Translation failures and asserts from client calling dr_app_pc_from_cache_pc on bb prefixes and rseq mangling
We have a client who has an itimer which calls dr_app_pc_from_cache_pc() on the PC on each sample. This results many instances of a curiosity, and some of an assert:
<CURIOSITY : tdcontext != get_thread_private_dcontext() || (((OPTION_IS_INTERNAL_stress_recreate_pc)) ? ((((void)(((dynamo_options.checklevel >= (1)) && !(!((OPTION_IS_STRING_stress_recreate_pc)) || (((&options_lock)->num_readers > 0) || self_owns_write_lock(&options_lock)))) ? (d_r_internal_error("core/translate.c", 907, "!((OPTION_IS_STRING_stress_recreate_pc)) || READWRITE_LOCK_HELD(&options_lock)"), 0) : 0)), dynamo_options.stress_recreate_pc)) : ((((dynamo_options.checklevel >= (1)) && !((0))) ? (d_r_internal_error("non-internal option argument " "stress_
Internal Error: DynamoRIO debug check failure: core/translate.c:991 tdcontext != get_thread_private_dcontext() || INTERNAL_OPTION(stress_recreate_pc) || TEST(FRAG_SELFMOD_SANDBOXED, flags) || TEST(FRAG_WAS_DELETED, flags)

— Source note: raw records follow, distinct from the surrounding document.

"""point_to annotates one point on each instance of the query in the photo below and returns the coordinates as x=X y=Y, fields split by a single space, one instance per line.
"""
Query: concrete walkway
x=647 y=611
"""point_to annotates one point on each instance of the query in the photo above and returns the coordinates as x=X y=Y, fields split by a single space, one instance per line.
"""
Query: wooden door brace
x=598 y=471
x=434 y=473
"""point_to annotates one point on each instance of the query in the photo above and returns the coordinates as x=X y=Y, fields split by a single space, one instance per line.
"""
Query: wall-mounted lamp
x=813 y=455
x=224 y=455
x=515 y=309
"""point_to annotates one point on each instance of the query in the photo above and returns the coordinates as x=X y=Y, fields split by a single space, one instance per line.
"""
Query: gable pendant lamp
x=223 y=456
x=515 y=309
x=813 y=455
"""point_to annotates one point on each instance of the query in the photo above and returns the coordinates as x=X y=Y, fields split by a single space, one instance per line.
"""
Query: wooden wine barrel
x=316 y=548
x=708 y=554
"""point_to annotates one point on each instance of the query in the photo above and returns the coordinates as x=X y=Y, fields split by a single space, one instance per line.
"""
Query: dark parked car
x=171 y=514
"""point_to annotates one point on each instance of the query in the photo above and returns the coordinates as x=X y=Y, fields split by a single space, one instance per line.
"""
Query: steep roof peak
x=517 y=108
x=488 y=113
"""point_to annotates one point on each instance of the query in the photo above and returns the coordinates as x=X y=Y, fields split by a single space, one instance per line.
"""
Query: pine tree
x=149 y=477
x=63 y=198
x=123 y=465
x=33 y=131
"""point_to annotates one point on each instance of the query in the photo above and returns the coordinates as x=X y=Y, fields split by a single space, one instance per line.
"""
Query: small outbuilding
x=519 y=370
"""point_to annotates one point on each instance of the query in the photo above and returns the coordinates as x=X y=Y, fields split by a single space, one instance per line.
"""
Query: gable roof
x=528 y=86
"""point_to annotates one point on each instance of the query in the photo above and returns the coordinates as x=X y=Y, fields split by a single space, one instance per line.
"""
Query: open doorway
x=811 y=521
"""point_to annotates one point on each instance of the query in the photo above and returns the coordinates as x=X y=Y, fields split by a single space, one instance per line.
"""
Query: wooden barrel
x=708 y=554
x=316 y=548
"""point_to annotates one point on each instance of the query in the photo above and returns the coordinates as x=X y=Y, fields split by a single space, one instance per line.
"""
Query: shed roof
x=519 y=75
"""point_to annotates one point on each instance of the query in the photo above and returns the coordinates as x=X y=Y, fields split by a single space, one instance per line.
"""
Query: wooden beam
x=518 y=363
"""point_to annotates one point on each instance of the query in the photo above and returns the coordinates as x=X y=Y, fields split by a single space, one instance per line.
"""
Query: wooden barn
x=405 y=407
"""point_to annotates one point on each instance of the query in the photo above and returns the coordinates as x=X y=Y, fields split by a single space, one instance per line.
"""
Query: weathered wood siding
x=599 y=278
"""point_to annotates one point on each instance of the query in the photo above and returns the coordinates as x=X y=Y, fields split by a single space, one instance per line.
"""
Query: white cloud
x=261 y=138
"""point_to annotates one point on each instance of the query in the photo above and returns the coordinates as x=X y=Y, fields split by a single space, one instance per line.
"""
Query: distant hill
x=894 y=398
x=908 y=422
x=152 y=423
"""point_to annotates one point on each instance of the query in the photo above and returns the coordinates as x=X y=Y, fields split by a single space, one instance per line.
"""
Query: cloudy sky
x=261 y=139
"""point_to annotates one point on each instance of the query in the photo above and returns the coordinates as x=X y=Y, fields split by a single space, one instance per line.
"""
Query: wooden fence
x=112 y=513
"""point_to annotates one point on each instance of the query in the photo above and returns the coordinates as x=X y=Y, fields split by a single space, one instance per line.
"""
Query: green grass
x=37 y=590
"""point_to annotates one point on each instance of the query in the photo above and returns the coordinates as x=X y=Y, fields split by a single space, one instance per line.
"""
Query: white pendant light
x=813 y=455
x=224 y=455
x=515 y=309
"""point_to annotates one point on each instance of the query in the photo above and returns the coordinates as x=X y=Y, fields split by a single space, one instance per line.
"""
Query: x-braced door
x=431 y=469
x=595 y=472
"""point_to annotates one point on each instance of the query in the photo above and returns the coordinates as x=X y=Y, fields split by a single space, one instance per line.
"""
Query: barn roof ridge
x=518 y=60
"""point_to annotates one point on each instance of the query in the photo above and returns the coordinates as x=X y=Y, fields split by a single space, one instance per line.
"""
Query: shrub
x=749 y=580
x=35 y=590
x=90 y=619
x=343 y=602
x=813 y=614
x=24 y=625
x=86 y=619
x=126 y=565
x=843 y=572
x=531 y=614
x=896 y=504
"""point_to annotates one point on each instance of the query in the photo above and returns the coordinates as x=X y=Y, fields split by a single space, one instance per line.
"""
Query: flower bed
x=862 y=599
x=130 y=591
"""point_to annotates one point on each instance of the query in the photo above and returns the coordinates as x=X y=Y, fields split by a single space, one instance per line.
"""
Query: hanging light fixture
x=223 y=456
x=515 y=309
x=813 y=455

Investigating we see that the translation points are always either in bb prefixes (we're running -disable_traces, but on arm every bb has a prefix) or in rseq mangling code.
Action items:
- Relax these asserts for client requests: these aren't synchronous faults.
- Ideally, add full xl8 support for all parts of rseq mangling and for prefixes. It improves performance (fewer synchall retries) and helps things like these client samples.
- Print out DR's base at the top of these assert message callstacks so we can symbolize them more easily.